Noble Dark Matter: Surprising Elusiveness of Dark Baryons

TL;DR

This paper explores a class of dark matter models where dark baryons, transforming under SU(2)$_L$, are predominantly singlets at TeV scales, making them elusive and akin to noble gases, thus challenging detection efforts.

Contribution

It classifies dark baryon states in confining SU(2)$_L$ sectors, calculates their mass spectra, and introduces the concept of Noble Dark Matter as inert, singlet-dominant states.

Findings

Dark baryons are mostly singlets at TeV scales.

Singlet nature suppresses interactions with Standard Model.
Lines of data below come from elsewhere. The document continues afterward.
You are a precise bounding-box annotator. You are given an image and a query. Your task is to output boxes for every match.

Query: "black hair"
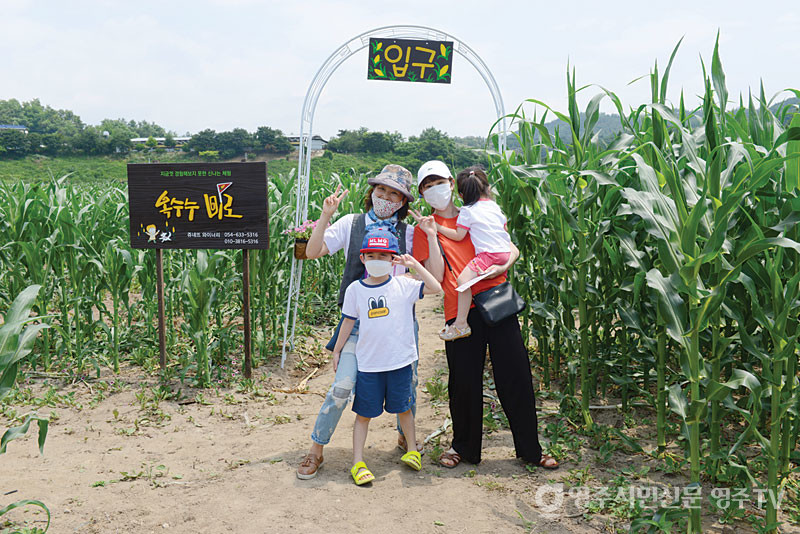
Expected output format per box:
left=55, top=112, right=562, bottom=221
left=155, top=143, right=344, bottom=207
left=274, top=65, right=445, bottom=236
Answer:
left=455, top=166, right=490, bottom=205
left=363, top=185, right=409, bottom=220
left=418, top=174, right=454, bottom=195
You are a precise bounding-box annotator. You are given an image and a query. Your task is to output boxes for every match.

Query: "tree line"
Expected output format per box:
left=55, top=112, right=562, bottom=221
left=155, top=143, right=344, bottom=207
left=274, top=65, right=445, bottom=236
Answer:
left=0, top=99, right=169, bottom=157
left=0, top=99, right=489, bottom=170
left=326, top=127, right=487, bottom=172
left=0, top=99, right=294, bottom=159
left=186, top=127, right=291, bottom=159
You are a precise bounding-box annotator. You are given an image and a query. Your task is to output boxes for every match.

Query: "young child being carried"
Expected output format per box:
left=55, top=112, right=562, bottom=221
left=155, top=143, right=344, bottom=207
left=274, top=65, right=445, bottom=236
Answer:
left=436, top=166, right=511, bottom=341
left=332, top=228, right=442, bottom=485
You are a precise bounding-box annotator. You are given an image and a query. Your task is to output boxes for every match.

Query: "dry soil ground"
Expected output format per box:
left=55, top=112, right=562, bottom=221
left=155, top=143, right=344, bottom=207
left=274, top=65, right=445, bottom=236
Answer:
left=2, top=295, right=789, bottom=533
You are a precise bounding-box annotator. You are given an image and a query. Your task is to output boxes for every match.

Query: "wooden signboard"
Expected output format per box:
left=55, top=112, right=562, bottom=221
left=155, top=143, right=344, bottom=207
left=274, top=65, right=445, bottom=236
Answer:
left=367, top=38, right=453, bottom=83
left=127, top=162, right=269, bottom=250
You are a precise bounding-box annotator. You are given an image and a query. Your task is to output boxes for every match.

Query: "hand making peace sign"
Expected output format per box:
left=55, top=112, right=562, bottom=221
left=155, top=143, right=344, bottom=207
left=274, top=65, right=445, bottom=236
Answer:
left=321, top=184, right=349, bottom=218
left=409, top=208, right=437, bottom=237
left=391, top=254, right=421, bottom=270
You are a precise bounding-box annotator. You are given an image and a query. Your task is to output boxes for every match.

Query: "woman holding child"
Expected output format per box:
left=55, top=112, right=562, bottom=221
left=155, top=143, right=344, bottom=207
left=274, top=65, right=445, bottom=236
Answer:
left=297, top=164, right=442, bottom=480
left=412, top=160, right=558, bottom=470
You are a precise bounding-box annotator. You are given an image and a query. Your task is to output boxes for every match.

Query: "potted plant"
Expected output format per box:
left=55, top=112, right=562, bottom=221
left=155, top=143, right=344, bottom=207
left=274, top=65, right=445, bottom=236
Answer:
left=283, top=220, right=319, bottom=260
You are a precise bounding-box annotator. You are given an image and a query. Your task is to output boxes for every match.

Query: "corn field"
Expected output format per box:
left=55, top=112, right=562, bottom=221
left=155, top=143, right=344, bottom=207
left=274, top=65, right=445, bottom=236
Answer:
left=2, top=37, right=800, bottom=533
left=0, top=170, right=377, bottom=386
left=491, top=38, right=800, bottom=532
left=0, top=165, right=377, bottom=531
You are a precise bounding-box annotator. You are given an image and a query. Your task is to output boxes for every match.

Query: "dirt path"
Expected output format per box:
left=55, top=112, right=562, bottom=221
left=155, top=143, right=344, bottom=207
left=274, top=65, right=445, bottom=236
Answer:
left=3, top=295, right=590, bottom=534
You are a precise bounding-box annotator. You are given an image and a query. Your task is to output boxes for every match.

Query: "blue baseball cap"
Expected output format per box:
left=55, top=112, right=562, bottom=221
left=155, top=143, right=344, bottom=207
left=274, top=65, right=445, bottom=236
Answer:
left=360, top=228, right=400, bottom=254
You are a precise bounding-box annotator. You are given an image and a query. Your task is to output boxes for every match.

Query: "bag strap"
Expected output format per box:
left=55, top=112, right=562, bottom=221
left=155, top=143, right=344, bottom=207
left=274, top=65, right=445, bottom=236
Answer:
left=337, top=214, right=367, bottom=307
left=436, top=235, right=454, bottom=274
left=397, top=221, right=408, bottom=254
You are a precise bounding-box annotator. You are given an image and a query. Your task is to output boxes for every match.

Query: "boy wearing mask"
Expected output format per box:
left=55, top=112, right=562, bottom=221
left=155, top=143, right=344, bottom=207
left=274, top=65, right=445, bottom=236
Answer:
left=332, top=228, right=442, bottom=484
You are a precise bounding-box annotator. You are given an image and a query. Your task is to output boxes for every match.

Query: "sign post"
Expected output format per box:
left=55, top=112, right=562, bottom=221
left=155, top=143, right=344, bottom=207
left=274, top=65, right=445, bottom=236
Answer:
left=156, top=249, right=166, bottom=369
left=242, top=249, right=252, bottom=379
left=128, top=162, right=268, bottom=376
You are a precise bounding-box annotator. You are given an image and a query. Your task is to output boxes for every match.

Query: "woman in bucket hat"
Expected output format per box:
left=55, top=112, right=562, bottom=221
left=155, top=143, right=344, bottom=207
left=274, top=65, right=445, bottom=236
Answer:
left=412, top=160, right=558, bottom=471
left=296, top=164, right=443, bottom=479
Noble Dark Matter resembles inert noble gases.

Abstract

Dark matter could be a baryonic composite of strongly-coupled constituents transforming under SU(2)$_L$. We classify the SU(2)$_L$ representations of baryons in a class of simple confining dark sectors and find that the lightest state can be a pure singlet or a singlet that mixes with other neutral components of SU(2)$_L$ representations, which strongly suppresses the dark matter candidate's interactions with the Standard Model. We focus on models with a confining $\text{SU}(N_c)$ and heavy dark quarks constituting vector-like $N_f$-plet of SU(2)$_L$. For benchmark $N_c$ and $N_f$, we calculate baryon mass spectra, incorporating electroweak gauge boson exchange in the non-relativistic quark model, and demonstrate that above TeV mass scales, dark matter is dominantly a singlet state. The combination of this singlet nature with the recently discovered $\mathcal{H}$-parity results in an inert state analogous to noble gases, hence we coin the term Noble Dark Matter. Our results can be understood in the non-relativistic effective theory that treats the dark baryons as elementary states, where we find singlets accompanying triplets, 5-plets, or more exotic representations. This generalization of WIMP-like theories is more difficult to find or rule out than dark matter models that include only a single SU(2)$_L$ multiplet (such as a Wino), motivating new searches in colliders and a re-analysis of direct and indirect detection prospects in astrophysical observations.